A number of forward thinking nation states have also been working with blockchain technology for some time. In Sweden, the government has used blockchain to record property transactions, while Estonia’s government is using blockchain to power many of the 99% of public services that it offers as digital services. This involvement by governments is only set to increase in the coming years too.
We know that leading nations are investigating how they might issue a Central Bank Digital Currency (CBDC) and how they might use blockchain technology to power them. These initiatives could really push blockchain adoption to levels that enthusiasts have only dreamt of up to now. However, this is really just a pipe dream as things stand. The truth is that governments could never use an existing decentralised blockchain for their CBDC because these networks promote anonymity above all else. This is why regulation is essential if governments are to truly embrace blockchain.

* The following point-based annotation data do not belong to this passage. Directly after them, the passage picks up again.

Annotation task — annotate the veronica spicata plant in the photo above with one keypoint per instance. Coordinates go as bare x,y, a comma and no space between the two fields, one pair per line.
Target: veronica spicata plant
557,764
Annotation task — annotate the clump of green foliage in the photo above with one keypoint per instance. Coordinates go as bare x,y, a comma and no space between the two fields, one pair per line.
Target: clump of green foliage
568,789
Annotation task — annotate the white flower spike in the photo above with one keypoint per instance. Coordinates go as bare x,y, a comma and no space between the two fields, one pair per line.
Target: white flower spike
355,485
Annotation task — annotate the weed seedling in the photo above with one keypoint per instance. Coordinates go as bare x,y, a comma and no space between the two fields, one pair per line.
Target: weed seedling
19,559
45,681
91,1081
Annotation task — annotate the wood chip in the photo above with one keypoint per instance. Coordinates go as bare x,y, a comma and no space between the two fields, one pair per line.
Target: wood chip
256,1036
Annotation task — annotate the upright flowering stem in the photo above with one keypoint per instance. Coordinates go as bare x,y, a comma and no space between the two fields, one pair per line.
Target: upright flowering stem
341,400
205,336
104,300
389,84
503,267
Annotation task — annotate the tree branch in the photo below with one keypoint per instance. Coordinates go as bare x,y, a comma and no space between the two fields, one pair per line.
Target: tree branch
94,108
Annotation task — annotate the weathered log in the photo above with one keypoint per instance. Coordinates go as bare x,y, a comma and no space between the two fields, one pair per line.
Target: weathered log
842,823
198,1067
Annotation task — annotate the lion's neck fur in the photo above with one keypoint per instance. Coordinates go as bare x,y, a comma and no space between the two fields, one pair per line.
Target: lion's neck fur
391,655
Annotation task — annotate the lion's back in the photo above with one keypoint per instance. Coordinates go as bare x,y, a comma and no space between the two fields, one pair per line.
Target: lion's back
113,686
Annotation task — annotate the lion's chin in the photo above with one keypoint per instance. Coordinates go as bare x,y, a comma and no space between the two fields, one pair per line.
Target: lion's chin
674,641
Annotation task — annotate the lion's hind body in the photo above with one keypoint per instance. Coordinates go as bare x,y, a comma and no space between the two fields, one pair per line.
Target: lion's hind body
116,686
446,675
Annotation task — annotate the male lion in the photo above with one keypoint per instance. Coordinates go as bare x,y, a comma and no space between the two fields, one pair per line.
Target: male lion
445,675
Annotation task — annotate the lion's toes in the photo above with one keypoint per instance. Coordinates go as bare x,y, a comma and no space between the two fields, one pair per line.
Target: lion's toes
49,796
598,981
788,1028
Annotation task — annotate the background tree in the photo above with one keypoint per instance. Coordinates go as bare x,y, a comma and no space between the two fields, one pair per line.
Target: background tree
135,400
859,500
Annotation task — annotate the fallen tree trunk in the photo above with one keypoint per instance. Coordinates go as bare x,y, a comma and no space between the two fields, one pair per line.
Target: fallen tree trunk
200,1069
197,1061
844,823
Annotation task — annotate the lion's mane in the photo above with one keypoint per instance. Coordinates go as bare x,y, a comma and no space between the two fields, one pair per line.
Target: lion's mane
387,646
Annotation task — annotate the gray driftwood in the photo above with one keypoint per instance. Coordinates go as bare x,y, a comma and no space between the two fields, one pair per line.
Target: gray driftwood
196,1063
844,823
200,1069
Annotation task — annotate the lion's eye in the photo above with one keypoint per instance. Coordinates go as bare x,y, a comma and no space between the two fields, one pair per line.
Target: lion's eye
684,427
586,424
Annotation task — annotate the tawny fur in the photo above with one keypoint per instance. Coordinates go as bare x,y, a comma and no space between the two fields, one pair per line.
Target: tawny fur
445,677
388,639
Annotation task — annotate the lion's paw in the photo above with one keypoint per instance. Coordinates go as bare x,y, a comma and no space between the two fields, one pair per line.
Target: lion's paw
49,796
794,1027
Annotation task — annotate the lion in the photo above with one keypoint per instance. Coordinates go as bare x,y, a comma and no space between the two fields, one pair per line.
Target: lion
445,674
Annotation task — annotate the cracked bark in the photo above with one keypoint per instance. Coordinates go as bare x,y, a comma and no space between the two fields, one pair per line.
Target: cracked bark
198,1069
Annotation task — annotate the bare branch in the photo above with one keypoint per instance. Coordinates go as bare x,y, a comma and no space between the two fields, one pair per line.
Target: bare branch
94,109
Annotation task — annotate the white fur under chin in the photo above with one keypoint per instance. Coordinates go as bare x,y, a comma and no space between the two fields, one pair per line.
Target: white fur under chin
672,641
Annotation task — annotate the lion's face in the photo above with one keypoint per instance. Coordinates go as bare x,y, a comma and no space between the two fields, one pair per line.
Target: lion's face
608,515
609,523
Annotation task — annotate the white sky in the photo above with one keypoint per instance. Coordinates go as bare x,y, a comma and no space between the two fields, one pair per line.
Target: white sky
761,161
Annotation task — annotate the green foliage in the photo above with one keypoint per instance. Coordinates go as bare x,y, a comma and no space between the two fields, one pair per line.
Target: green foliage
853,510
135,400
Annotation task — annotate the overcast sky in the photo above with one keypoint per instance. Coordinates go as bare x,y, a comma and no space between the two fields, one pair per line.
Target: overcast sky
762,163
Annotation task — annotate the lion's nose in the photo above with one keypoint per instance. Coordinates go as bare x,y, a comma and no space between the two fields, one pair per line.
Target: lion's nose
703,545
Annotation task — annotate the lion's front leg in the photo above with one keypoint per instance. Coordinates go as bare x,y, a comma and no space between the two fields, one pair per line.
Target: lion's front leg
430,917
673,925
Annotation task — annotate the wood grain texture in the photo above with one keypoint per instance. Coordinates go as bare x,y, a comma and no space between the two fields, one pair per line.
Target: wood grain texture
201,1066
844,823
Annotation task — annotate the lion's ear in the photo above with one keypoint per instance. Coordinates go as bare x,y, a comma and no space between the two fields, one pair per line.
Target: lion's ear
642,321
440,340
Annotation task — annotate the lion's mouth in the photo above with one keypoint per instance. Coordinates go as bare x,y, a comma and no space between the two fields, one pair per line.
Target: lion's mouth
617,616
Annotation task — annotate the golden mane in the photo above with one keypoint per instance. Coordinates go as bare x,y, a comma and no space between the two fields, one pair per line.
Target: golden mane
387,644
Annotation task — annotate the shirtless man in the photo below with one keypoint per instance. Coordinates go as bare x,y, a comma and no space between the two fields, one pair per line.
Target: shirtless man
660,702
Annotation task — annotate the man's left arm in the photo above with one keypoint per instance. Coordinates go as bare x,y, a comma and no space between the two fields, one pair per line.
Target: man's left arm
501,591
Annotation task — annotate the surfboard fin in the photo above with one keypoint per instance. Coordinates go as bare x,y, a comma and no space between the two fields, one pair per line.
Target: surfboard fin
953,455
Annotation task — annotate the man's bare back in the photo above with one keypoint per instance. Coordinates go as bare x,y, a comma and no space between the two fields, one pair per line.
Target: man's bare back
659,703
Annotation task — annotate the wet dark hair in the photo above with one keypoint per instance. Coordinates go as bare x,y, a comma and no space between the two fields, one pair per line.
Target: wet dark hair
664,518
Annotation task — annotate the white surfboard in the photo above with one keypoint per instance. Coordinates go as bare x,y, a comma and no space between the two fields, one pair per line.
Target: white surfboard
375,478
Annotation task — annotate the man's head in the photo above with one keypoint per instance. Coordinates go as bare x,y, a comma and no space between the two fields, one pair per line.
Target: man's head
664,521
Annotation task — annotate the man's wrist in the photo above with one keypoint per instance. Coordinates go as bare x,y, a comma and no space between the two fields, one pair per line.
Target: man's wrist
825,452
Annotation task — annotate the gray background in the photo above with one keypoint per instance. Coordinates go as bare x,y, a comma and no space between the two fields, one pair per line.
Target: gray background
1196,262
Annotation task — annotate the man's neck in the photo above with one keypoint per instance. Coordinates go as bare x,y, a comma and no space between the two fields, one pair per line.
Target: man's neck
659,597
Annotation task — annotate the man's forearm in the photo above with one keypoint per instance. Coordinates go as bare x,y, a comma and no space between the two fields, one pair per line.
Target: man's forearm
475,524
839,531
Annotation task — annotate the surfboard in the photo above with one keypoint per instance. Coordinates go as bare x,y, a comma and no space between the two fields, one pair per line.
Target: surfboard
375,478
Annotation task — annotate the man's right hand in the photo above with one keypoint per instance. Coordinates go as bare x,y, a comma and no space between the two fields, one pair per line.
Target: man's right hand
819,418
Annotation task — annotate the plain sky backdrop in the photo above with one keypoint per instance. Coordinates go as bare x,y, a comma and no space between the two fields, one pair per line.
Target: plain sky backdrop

For governments to use blockchain technology, they would need to play a leading role in the system. After all, they could not have their CBDC made available to anonymous users for unlawful purposes. It would totally defeat the point of establishing a CBDC for use within an efficient, automated and regulated digital economy.
The benefits of decentralised, peer to peer transactions must still be able to occur between businesses and individuals but such interactions should happen within the rules and regulations laid out by government. After all, these are the institutions we elect to represent and govern us.
This established social paradigm, with governments regulating things from the top, is the basis for L3COS, the world’s first regulated blockchain-based operating system. It is a regulated, permissioned and decentralised blockchain that enables governments, businesses and society as a whole to benefit from this technology.
Crucially, it is regulated by governments at the top of a triple layer consensus system. Each sovereign state controls a super node at this layer and reaches consensus with other government super nodes via a Proof of Government mechanism. This can be used for balance of payment transactions between governments, for example. Each super node then controls registration and onboarding of other entities into its regulated digital economy.
This economic activity occurs in the next two layers of the system, one for businesses and the final layer designed for society as a whole. In this way, the L3COS system reflects the societal structures that we all recognise, with government at the top and businesses and individuals able to interact in the economy below. Governments can then regulate the economy, protecting people from criminal activity and unsafe practices, while compliant transactions take place automatically thanks to smart contract-based, decentralised applications.
This is why regulation of blockchain has to occur. It will finally bring the advantages of the technology to the masses, in a form they can understand and that positively impacts their everyday lives. Those who advocate for anonymity and decentralisation above all else will just have to get used to this change, as regulated blockchain emerges more and more clearly as the only sensible path forward.